Example of Creating a New Module
To simplify the process of creating new modules for new team members, we developed a dummy handler that provides a “spherical cow” example of usage applicable in many cases. It looks like this:
var DummyLog *log.Logger
func DummyWaitHealthcheck(Dummy DummyType, ApiResponse map[string]interface{}) bool {
// check for Dummy service is running
return true
}
type DummyType struct {
State string `json:"state"`
PackageName string `json:"package_name"`
ServiceName string `json:"service_name"`
}
func DummyParser(ApiResponse map[string]interface{}, ClientResponse map[string]interface{}) {
dummyData, Resp, ActiveParser := common.ParserGetData(ApiResponse, ClientResponse, "dummy")
if !ActiveParser {
return
}
if DummyLog == nil {
DummyLog = logger.CreateLog("dummy")
}
var dummy DummyType
err := mapstructure.WeakDecode(dummyData, &dummy)
if err != nil {
DummyLog.Println("Err while decode map with mapstructure. Err:", err)
}
DummyFlagName := "dummy.service"
var Hostgroup string
if ApiResponse["Hostgroup"] != nil {
Hostgroup = ApiResponse["Hostgroup"].(string)
}
if common.GetFlag(DummyFlagName) {
LockKey := Hostgroup + "https://dzone.com/" + DummyFlagName
LockRestartKey := "restart-" + DummyFlagName
if common.SharedSelfLock(LockKey, "0", ApiResponse["IP"].(string)) {
DummyLog.Println("common.SharedSelfLock set ok")
if !common.GetFlag(LockRestartKey) {
DummyLog.Println("call RollingRestart")
common.SetFlag(LockRestartKey)
common.DaemonReload()
common.ServiceRestart(DummyFlagName)
}
} else {
DummyLog.Println("No deploy due to find locks in consul:", LockKey)
}
DummyLog.Println("check local flag", LockRestartKey)
if common.GetFlag(LockRestartKey) {
DummyLog.Println("my flag set")
if DummyWaitHealthcheck(dummy, ApiResponse) {
common.SharedUnlock(LockKey)
common.DelFlag(LockRestartKey)
common.DelFlag(DummyFlagName)
}
}
Resp["status"] = "deploying"
} else {
Resp["status"] = "no changes"
}
}
func DummyMerger(ApiResponse map[string]interface{}) {
dummyData, ActiveParser := common.MergerGetData(ApiResponse, "dummy")
if !ActiveParser {
return
}
if DummyLog == nil {
DummyLog = logger.CreateLog("dummy")
}
var dummy DummyType
err := mapstructure.Decode(dummyData, &dummy)
if err != nil {
DummyLog.Println("Err while decode map with mapstructure.

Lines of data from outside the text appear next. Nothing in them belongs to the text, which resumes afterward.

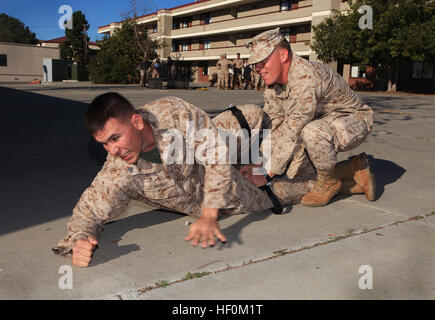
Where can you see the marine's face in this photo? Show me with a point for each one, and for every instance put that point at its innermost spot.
(271, 68)
(125, 139)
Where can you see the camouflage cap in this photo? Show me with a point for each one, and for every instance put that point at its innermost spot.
(263, 45)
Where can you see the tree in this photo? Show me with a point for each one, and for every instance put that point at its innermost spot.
(13, 30)
(75, 45)
(402, 30)
(119, 55)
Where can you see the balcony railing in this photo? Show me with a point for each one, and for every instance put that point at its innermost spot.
(248, 21)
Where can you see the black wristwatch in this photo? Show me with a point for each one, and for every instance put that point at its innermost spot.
(268, 178)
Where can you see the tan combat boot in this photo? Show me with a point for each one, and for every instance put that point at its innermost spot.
(358, 170)
(350, 187)
(326, 187)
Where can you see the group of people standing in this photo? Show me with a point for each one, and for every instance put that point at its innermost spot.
(152, 69)
(237, 74)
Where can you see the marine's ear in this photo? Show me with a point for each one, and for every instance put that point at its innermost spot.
(283, 55)
(137, 121)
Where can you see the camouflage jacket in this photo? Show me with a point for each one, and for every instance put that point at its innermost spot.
(313, 91)
(224, 65)
(179, 187)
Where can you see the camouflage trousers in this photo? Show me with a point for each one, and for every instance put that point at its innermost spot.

Err:", err)
}
DummyService := "dummy.service"
if dummy.ServiceName != "" {
DummyService = dummy.ServiceName
}
if dummy.State != "" {
common.APISvcSetState(ApiResponse, DummyService, dummy.State)
} else {
common.APISvcSetState(ApiResponse, DummyService, "running")
}
DummyPackage := "dummy"
if dummy.PackageName != "" {
DummyPackage = dummy.PackageName
}
common.APIPackagesAdd(ApiResponse, DummyPackage, "", "", []string{}, []string{}, []string{})
Envs := map[string]interface{}{
"DUMMY_SERVICE": "true",
"DUMMY_HOST_ID": "1",
}
common.UsersAdd(ApiResponse, "dummy", Envs, "", "", "", "", 0, []string{}, "", false)

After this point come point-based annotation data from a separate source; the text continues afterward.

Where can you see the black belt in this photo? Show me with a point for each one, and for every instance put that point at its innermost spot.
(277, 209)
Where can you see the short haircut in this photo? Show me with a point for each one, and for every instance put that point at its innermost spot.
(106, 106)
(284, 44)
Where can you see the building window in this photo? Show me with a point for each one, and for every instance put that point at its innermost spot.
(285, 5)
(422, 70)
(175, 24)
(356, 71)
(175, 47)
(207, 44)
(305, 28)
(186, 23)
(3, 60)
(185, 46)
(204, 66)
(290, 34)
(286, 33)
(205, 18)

common.DirectoryAdd(ApiResponse, "/var/log/dummy/", "0755", "dummy", "nobody")
common.FileAdd(ApiResponse, false, "/etc/dummy.conf", "dummy/dummy.conf", "go", "present", "root", "root", "", []string{}, []string{}, []string{"dummy.service"}, []string{})

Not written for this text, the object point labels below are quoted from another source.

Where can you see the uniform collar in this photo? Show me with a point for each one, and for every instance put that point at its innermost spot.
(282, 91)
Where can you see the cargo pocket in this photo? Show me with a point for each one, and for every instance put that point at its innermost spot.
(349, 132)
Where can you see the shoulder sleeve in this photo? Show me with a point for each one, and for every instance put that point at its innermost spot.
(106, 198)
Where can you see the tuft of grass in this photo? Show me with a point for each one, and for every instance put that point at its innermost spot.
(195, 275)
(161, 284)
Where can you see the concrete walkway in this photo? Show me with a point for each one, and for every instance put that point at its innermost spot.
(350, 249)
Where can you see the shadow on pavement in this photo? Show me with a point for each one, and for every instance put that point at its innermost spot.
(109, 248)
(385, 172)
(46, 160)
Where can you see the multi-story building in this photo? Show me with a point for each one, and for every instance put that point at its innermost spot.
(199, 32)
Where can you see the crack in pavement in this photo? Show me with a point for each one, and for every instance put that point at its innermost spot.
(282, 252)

Url := "http://localhost:1112"
AlligatorAddAggregate(ApiResponse, "jmx", Url, []string{})
}
By simply copying and pasting, finding and replacing, and making a few edits, they can create their own unique module to configure any other software using the provided code templates. This approach is effective — many people who began developing our SCM started with this experience. However, we still have too little SCM documentation, but we will work on improving it.